2 On all of this stuff, folks, we just ask you to
3 please, don't fall for the easy sell. Don't fall for what
4 it looks like. Look underneath it, because you don't have
5 to dig very far to see that it is a false argument.
6 One more thing on this. How many questions did we
7 have to hear about whether the Youngs listed the money, the
8 extra money that they spent that they received from
9 Mrs. Mellon or Mr. Baron on their tax returns? We heard
10 about it at least twice during argument from Mr. Lowell
11 today. There is a simple answer to that. They didn't owe
12 taxes on those monies, so when Mr. Lowell makes a big deal
13 about saying, as he did today, they didn't pay taxes on the
14 1 million some dollars that they received from Mrs. Mellon,
15 or they didn't pay taxes on the difference that they kept
16 for themselves, they don't owe taxes on that money, folks.

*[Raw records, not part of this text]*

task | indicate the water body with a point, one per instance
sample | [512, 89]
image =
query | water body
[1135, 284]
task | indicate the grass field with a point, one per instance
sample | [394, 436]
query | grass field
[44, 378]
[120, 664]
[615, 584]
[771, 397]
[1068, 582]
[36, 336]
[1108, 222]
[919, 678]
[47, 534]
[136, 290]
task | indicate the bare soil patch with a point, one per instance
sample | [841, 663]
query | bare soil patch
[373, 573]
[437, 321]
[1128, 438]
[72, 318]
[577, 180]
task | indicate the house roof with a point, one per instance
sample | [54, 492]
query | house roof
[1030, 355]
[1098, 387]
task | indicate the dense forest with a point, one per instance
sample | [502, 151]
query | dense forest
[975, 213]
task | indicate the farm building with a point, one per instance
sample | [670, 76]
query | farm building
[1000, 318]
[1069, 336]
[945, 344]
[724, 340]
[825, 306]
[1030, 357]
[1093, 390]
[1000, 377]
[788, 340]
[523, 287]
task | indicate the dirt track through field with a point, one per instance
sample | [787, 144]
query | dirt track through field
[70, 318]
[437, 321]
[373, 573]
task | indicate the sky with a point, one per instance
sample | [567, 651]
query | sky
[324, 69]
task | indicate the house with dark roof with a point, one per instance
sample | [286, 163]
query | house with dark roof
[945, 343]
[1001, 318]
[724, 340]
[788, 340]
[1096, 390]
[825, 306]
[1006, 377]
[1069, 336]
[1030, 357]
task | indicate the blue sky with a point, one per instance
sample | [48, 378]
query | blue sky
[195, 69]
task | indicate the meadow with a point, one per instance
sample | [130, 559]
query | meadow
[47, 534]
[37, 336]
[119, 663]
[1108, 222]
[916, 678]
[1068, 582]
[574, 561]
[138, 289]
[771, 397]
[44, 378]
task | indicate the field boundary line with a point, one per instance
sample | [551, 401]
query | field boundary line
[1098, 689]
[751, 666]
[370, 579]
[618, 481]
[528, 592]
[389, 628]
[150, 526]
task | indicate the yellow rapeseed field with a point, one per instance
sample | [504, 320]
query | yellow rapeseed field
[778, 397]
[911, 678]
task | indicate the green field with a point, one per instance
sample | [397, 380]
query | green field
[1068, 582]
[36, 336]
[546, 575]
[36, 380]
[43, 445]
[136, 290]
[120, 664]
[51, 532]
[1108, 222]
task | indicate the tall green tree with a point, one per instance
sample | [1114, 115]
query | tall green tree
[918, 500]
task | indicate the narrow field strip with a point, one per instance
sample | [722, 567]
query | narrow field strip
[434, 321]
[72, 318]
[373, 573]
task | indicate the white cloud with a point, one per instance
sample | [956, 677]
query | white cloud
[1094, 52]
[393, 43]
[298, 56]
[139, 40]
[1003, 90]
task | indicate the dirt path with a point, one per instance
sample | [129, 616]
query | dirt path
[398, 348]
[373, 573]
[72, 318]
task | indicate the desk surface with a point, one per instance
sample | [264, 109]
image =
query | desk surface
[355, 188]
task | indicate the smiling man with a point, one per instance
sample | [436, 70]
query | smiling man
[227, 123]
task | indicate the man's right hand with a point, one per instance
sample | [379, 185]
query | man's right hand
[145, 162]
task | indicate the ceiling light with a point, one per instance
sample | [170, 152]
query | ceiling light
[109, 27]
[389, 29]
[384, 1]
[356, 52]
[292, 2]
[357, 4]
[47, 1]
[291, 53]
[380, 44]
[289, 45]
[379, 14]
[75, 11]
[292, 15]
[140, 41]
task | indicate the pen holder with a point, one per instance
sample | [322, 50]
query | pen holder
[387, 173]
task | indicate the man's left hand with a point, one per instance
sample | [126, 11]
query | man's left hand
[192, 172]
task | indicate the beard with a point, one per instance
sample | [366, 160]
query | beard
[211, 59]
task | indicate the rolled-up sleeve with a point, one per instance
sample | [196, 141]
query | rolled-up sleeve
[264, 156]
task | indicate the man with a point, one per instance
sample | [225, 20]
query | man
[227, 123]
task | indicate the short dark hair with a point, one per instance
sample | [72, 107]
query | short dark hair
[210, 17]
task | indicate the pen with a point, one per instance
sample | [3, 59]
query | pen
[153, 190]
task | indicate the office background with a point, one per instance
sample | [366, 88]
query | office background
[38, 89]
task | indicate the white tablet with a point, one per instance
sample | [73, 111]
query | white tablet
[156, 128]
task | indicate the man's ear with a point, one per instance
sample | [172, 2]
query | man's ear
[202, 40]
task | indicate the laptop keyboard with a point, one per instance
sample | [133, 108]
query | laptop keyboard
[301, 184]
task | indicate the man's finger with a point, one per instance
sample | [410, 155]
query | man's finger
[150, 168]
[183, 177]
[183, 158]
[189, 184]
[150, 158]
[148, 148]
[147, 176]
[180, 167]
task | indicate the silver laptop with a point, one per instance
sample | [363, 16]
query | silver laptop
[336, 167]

17 It is another distraction.
18 I could go on about Mr. Young, but here is the, I
19 think in a way, the bottom line. You heard a lot from
20 Mr. Lowell today about all of the evidence that the
21 defendant says came only from the mouth of Andrew Young. As
22 we've discussed, it's not true as to a lot of what he said,
23 but it is certainly true as to some. On this point, we ask
24 that you please remember this, that's just the way Edwards
25 wanted it.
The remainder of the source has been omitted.